Symphony No.5 followed in 1951. It’s a very big, nearly hour-long work in five movements. There’s not that much difference between Downes and Lloyd in this work. The wind writing is distinctive, his tunes are eventful and laced with memorable orchestration, and once past the rather Ravelian opening the music assumes its ‘pastorale’ element. Gradually, incrementally via the Corale and Rondo – music of great clarity and purpose – and the Lamento, the music darkens, the full orchestra being reserved for this movement. Expression here is withdrawn, powerfully threnodic, almost despairing. Stravinskian elements animate the finale, and the music uses Lloyd’s full resources of rhythm, counterpoint and animation to generate a grandiose, triumphant close.  

Downes and Lloyd take precisely the same overall tempi but differ movement by movement in the Sixth Symphony, composed in 1956. Downes is quicker in the opening but Lloyd is faster in the central slow movement. This is Lloyd’s nakedly neo-classical symphony, with some decidedly Waltonian figures, and something of a retrenchment from the big five-movement Fifth. One feels him revelling in lighter textures, lighter rhythms and lighter feelings. The opening is crisp and though there are shadows they’re fleeting. The slow movement is one of his sublimely beautiful ones which Lloyd, as noted – and like many another composer-conductor – conducts with linear directness without however minimising its expressive richness. There’s an open-air ebullience and freshness in the finale with a frolicsome, unbridled feel.

The first six symphonies offer a gamut of feelings expressed in musical language of rich colour, intrepid rhythms, firm and cogent structures that are strong in feeling but resilient, and sometimes stoic in the face of adversity and always beautifully orchestrated.        

There are two booklets. The first is 24-pages and contains full track and recordings details and an extensive and wide-ranging essay by Paul Conway that cites source material including Lloyd’s own comments in LP sleeve notes and articles in Tempo and Radio 3 magazine, amongst others. The other booklet is ‘A Life in Pictures’, an eight-page largely black and white sequence of photographs that trace the composer from a young man in braces and tie conducting Iernin in 1935 through his years as a Royal Marines bandsman and the Moustache Years (c. 1960-72 – the moustache was a bit of a monster) through to the familiar shaven upper lip and silvery swept-back coiffure of the later years.

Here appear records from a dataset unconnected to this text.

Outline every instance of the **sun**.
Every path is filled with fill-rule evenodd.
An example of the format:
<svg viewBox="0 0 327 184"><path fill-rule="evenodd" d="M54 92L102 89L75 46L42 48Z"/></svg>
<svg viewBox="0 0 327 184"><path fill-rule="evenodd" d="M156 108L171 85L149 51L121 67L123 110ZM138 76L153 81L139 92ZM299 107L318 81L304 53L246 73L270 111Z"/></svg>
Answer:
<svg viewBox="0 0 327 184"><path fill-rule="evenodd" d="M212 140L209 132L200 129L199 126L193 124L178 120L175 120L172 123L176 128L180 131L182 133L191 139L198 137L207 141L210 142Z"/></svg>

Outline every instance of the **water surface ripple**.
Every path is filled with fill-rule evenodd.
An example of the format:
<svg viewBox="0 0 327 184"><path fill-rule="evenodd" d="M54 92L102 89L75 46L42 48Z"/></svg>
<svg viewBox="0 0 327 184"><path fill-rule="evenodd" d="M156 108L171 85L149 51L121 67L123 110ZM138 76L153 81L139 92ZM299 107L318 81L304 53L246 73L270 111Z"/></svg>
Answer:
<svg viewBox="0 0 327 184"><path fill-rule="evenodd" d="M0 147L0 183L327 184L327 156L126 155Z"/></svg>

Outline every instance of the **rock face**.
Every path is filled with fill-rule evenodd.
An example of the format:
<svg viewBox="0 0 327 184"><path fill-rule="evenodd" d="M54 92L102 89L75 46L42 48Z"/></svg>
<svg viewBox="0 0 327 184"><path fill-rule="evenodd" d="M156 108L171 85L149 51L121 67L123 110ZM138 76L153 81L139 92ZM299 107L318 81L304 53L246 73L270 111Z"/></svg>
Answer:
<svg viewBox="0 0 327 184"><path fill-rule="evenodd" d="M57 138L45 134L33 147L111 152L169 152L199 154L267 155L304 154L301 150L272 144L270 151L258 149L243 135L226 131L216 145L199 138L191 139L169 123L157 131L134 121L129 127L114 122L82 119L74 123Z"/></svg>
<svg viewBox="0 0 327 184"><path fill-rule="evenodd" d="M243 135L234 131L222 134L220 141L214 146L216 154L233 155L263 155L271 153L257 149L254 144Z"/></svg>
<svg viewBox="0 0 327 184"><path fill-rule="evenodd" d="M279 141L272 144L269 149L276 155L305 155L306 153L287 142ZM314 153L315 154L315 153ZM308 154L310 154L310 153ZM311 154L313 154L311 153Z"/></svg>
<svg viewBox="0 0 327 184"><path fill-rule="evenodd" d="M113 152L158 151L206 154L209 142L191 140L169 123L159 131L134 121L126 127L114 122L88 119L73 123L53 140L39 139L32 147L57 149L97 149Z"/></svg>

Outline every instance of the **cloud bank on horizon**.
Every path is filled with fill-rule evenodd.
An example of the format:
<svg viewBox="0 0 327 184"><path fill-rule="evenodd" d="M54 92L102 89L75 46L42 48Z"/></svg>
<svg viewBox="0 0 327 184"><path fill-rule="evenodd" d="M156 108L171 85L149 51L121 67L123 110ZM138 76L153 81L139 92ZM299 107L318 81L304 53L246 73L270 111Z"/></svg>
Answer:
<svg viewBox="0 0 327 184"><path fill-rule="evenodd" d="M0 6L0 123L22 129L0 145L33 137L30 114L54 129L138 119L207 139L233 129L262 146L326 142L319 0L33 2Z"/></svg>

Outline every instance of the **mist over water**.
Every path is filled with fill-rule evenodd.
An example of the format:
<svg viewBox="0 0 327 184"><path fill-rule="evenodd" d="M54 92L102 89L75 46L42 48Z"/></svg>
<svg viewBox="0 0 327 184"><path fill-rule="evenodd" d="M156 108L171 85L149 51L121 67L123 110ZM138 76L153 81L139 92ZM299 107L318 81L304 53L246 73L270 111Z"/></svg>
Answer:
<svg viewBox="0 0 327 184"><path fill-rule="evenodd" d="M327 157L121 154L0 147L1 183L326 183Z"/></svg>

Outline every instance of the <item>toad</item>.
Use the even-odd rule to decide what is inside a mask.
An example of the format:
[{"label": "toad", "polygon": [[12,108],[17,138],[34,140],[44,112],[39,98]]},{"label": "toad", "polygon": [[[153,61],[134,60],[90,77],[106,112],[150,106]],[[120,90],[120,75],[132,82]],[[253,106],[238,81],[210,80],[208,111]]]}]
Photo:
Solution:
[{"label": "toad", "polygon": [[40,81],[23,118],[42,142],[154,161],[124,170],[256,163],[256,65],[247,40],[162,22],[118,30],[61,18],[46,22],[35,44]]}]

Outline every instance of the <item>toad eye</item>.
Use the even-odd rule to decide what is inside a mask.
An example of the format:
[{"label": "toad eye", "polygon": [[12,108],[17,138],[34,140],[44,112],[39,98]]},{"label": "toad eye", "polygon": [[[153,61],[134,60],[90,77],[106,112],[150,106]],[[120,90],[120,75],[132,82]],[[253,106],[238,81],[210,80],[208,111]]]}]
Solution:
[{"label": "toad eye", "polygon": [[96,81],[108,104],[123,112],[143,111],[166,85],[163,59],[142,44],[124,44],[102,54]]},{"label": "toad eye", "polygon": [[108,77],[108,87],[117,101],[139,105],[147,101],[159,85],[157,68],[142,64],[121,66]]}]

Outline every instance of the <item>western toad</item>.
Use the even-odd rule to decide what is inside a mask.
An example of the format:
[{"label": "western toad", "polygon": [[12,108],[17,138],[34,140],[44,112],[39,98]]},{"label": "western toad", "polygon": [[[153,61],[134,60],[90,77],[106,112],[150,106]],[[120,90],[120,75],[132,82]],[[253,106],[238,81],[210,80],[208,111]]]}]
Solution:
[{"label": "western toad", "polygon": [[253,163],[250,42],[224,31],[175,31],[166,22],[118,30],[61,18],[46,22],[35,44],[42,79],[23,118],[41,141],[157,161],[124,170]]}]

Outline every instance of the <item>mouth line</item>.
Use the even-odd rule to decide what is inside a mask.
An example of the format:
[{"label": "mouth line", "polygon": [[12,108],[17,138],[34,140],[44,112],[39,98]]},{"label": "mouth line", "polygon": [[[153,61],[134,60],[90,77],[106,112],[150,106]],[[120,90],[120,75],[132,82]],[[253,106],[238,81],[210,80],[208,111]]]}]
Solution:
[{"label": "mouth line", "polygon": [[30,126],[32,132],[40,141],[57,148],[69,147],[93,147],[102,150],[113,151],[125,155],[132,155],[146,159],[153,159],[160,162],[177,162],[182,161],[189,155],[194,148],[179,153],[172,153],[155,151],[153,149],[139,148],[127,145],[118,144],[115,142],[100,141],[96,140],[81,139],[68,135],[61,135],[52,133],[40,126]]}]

Inevitably there are losses. Conifer was good at sleeve design and I regret losing the Edvard Munch that adorned the cover of No.2 and the Hokusai-like artwork on the LP of Symphony 4.

I wrote to Lloyd once asking him about his then-unrecorded Violin Concertos and he replied offering the hope that they’d be recorded, as indeed they were. They will be forthcoming in this series as will much else. Next, though, will be the second symphonic tranche. Those of us who have admired Lloyd’s music for many years will welcome the consolidation of his legacy in this way and will hope it stimulates more performances and perpetuates his name even more.